Le juge aux affaires familiales de Saint-Nazaire, le 18 août 2025, a prononcé un divorce par acceptation du principe de la rupture du mariage. Les époux, mariés en 1997, avaient présenté des propositions relatives à la liquidation de leurs intérêts patrimoniaux et sollicité le report des effets du divorce à une date correspondant à leur séparation. La cause a été entendue à l’audience du 24 mars 2025 et le jugement, contradictoire, a été mis à disposition au greffe, avec prorogation, à la date susvisée.

Les faits utiles tiennent à une rupture entérinée par une acceptation conjointe du principe, sans discussion des griefs. Les parties ont renoncé à toute prestation compensatoire et envisagé un partage notarié. La séparation de fait était fixée au 17 mai 2024, date proposée pour régir le report des effets du divorce à l’égard des biens.

Sur le plan procédural, les époux ont saisi le juge d’une demande de divorce accepté au visa des articles 233 et 234 du code civil, en assortissant la demande d’un report des effets sur le fondement de l’article 262-1. Aucune décision antérieure n’est mentionnée. Les prétentions concordantes portaient sur la dissolution du mariage sans considération des torts, la fixation de la date d’effet patrimonial et l’organisation d’un partage amiable, à défaut judiciaire.

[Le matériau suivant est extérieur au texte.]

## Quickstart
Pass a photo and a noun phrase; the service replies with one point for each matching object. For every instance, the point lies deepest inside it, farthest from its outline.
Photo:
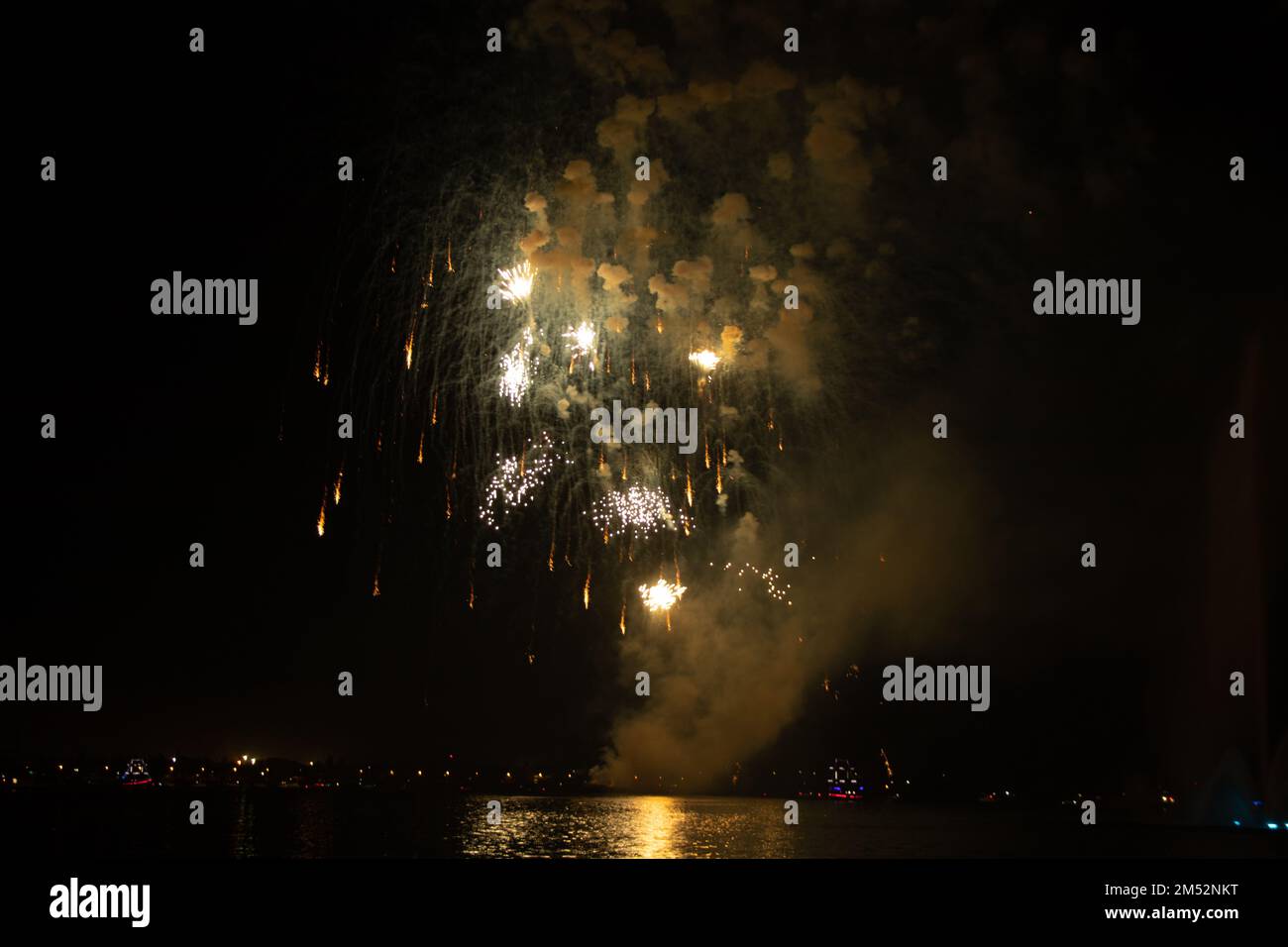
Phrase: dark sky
(223, 163)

La question posée était double. Il s’agissait, d’une part, de cerner l’office du juge face à une acceptation du principe de la rupture, irrévocable, et, d’autre part, d’apprécier les conditions du report des effets du divorce à une date antérieure au jugement au regard de l’article 262-1. La solution retient le divorce sur le fondement des articles 233 et 234, ordonne le report des effets au 17 mai 2024 et rappelle les accessoires légaux, notamment la perte de l’usage du nom, la publicité et la révocation de plein droit des avantages matrimoniaux. Le dispositif énonce ainsi, notamment, « CONSTATE que des propositions ont été effectuées quant au règlement des intérêts pécuniaires et patrimoniaux des parties ; », puis « ORDONNE le report des effets du divorce dans le rapport entre les parties concernant les biens à la date du 17 mai 2024 ; », et « RAPPELLE qu'à compter du divorce, les parties perdent l'usage du nom de leur conjoint ; ».